Reputation: 10660
I have an VSTO Outlook Add-in which uses some WPF components. I have some problems on WPF components to be rendered correctly. For example, some objects are shown more bigger, etc. I have found a possible solution described here when you mix winform and wpf components. May I guess VSTO Outlook addin in fact are winforms? So I need to specify some configuration in an app.manifest file and I do not know how to create the manifest file. I don't know if the process to create it is the same as a normal winforms app or in case of an Outlook VSTO Add-in is different.
In the link I provided above it is explained to add some setting in the assemblyinfo.cs file, ok there is no problem with it, i have done it, but now I do not know how to add some settings to the app.manifest file. I have seen in the \bin\release folder I have an myAddin.dll.manifest but this file is created automatically when you build the Add-in so i guess i cannot touch it because if so it will be overwritten again when I do a new build/rebuild of my add-in. Also the content within myAddin.dll.manifest, from where is taken?
Please could you indicate me the steps i must follow?
UPDATE: This link says application manifest file is created automatically, as I was guessing.
Application manifests are created automatically as part of the build process.
So is there any way to create a post-build action to add a custom setting to application manifest?
One possibility would be to modify the manifest MyAddin.dll.manifest after build process suceed but i would like to automate it. Also i am wondering if there is the possibility to create an additional manifest file and Visual Studio merge it with the default one during the building process.
Upvotes: 1
Views: 551
Reputation: 49455
VSTO add-ins are not standalone applications like Windows Forms. The manifest file is created per-application, not add-in. So, the best what you could do is to create a manifest file for the host application which is Outlook in your case.

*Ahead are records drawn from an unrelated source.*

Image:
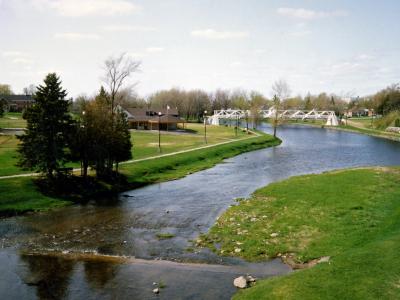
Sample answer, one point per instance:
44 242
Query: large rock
240 282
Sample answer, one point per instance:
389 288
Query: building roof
151 115
17 97
136 112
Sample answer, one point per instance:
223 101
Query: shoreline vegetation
20 195
344 223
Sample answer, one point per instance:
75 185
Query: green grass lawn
353 216
12 120
18 195
177 166
145 144
8 155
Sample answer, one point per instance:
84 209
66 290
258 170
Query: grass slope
180 165
145 144
353 216
19 195
12 120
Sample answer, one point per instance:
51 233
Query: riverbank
145 144
349 217
20 195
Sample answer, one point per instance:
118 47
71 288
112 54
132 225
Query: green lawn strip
180 165
18 195
353 216
12 120
145 144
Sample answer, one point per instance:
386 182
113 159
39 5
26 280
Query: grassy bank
352 216
19 195
180 165
12 120
145 144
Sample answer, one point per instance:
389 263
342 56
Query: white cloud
236 64
154 49
260 51
127 28
136 55
75 36
308 14
365 57
14 54
219 35
80 8
22 61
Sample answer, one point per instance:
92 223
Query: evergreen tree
3 107
43 146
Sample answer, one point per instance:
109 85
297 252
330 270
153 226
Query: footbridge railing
289 114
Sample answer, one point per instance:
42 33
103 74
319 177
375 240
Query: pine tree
43 146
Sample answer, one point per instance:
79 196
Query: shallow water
185 208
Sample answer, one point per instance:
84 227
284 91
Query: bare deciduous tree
117 71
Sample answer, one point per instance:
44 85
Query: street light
159 132
205 126
237 124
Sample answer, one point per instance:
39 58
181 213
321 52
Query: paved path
147 158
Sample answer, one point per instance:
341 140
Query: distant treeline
192 104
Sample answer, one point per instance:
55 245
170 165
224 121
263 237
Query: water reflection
50 275
99 273
185 208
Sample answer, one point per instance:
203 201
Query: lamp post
237 124
159 132
205 126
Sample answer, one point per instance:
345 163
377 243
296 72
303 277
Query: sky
336 46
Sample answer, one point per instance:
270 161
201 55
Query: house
149 119
17 103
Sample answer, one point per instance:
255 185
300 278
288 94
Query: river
111 251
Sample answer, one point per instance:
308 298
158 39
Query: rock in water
240 282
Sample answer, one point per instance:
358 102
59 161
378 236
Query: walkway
255 134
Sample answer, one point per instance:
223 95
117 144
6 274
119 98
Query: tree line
98 137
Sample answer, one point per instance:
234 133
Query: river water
112 251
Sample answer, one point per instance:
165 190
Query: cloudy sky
334 46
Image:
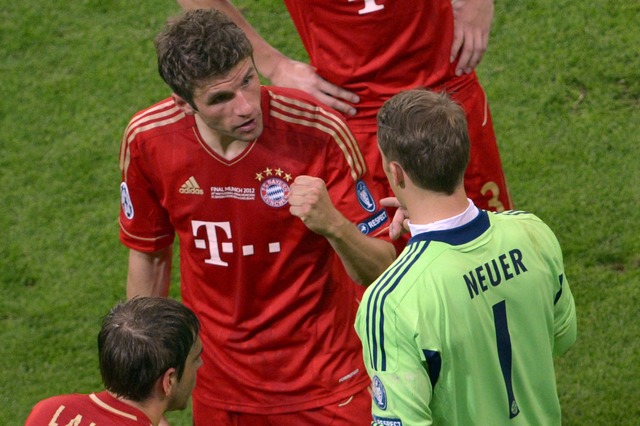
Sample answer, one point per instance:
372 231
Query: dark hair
198 45
140 340
426 133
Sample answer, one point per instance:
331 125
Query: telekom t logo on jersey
216 246
369 6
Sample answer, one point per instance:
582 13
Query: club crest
274 192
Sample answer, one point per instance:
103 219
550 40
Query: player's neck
226 148
428 207
151 409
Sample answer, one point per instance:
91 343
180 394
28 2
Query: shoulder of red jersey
298 108
156 120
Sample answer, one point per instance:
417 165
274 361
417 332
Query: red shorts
354 411
484 178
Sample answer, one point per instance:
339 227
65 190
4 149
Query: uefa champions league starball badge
379 394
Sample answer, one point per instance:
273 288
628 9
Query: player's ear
168 381
397 174
183 105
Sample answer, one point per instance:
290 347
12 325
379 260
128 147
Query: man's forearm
149 274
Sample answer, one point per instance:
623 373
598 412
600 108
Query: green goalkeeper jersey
462 327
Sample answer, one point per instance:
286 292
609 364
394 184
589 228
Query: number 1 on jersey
503 340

The manifest file should be named in the following way:
Outlook.exe.manifest
and should be placed to the same folder with Outlook.exe application.
So, if you need to make changes with a manifest file they will be applied to the whole host application (Outlook) and have impact on all add-ins, not only yours.
Upvotes: 2
Reputation: 66316
The manifest works on the application level (exe), but VSTO addins are dlls hosted by outlook.exe, and you cannot add or update its manifest.